Grumpy Bunny brought up the whole perfume thing. At the risk of sounding like a grump myself, I think people should be banned from wearing perfume in the office. Either that or their should be training in "Smells 101" for all new employees.
Two cubicles away, there was a woman who appeared to bathe in a perfume called "Navy". I have never bought Navy and would not know what Navy smelt like if someone else had not identified it for me, but I can tell you, whoever sells Navy will never get any business from me.
That woman might as well have been wearing a bell around her neck, because we always knew when she was coming, or going. She had her own personal entourage of smell to announce her presence.
We had another woman in accounting that also thought she needed to douse herself in the Eu De, only she had good reason.
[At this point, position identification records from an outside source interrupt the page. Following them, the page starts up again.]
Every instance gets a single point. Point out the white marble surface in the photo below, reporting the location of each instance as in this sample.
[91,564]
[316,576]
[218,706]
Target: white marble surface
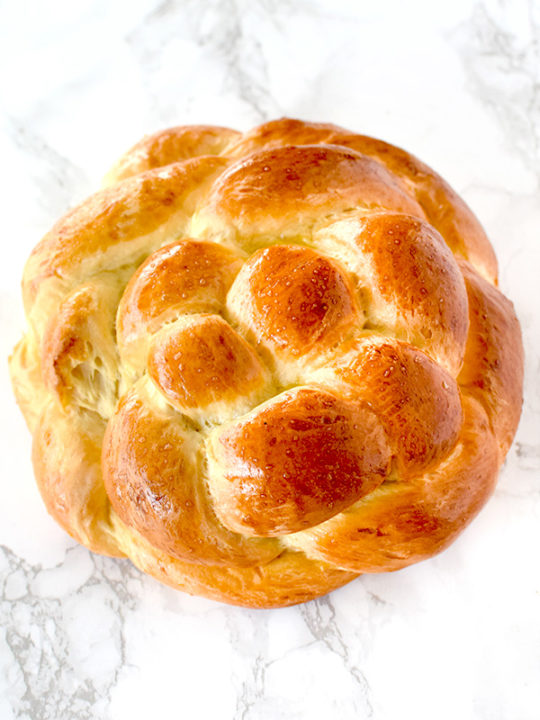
[456,83]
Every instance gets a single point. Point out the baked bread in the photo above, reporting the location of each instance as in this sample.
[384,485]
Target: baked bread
[260,365]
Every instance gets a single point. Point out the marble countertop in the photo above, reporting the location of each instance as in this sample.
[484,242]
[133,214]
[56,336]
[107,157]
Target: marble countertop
[458,84]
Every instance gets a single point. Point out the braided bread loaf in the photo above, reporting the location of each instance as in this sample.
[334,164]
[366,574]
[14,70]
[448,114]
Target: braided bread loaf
[260,365]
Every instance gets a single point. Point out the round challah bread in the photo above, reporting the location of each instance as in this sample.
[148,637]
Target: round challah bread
[260,365]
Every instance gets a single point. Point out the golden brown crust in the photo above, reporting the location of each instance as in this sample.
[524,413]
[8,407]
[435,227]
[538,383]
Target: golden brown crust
[493,364]
[295,462]
[417,401]
[261,364]
[402,523]
[203,361]
[154,479]
[292,301]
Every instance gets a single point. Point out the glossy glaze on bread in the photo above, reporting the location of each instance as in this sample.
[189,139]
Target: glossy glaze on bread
[260,365]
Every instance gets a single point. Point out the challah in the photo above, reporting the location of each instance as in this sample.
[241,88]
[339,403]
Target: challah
[260,365]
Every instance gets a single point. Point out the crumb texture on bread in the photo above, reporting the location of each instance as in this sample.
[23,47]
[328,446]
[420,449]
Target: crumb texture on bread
[262,364]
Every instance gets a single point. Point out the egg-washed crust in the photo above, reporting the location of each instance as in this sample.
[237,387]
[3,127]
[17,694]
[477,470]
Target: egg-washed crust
[262,364]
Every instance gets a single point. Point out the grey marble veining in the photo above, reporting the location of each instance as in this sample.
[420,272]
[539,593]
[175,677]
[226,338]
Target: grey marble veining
[457,84]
Somehow she believed that slapping on some bug juice would cover up her own natural body odors. All she succeeded in doing was smelling like a bear fart in a rose garden.
We also had a guy show up on his first day of work smelling like he hadn't bathed in a week. I got the pleasure of showing him to his new cubicle...and his new cubicle mates, I am sure they were as unhappy to see him arrive as I was happy to escape. He only lasted two weeks, unsurprising from someone who couldn't even shower for their first day of work.
The pleasure of working in an office is that you can delight all of your senses, sometimes all at once.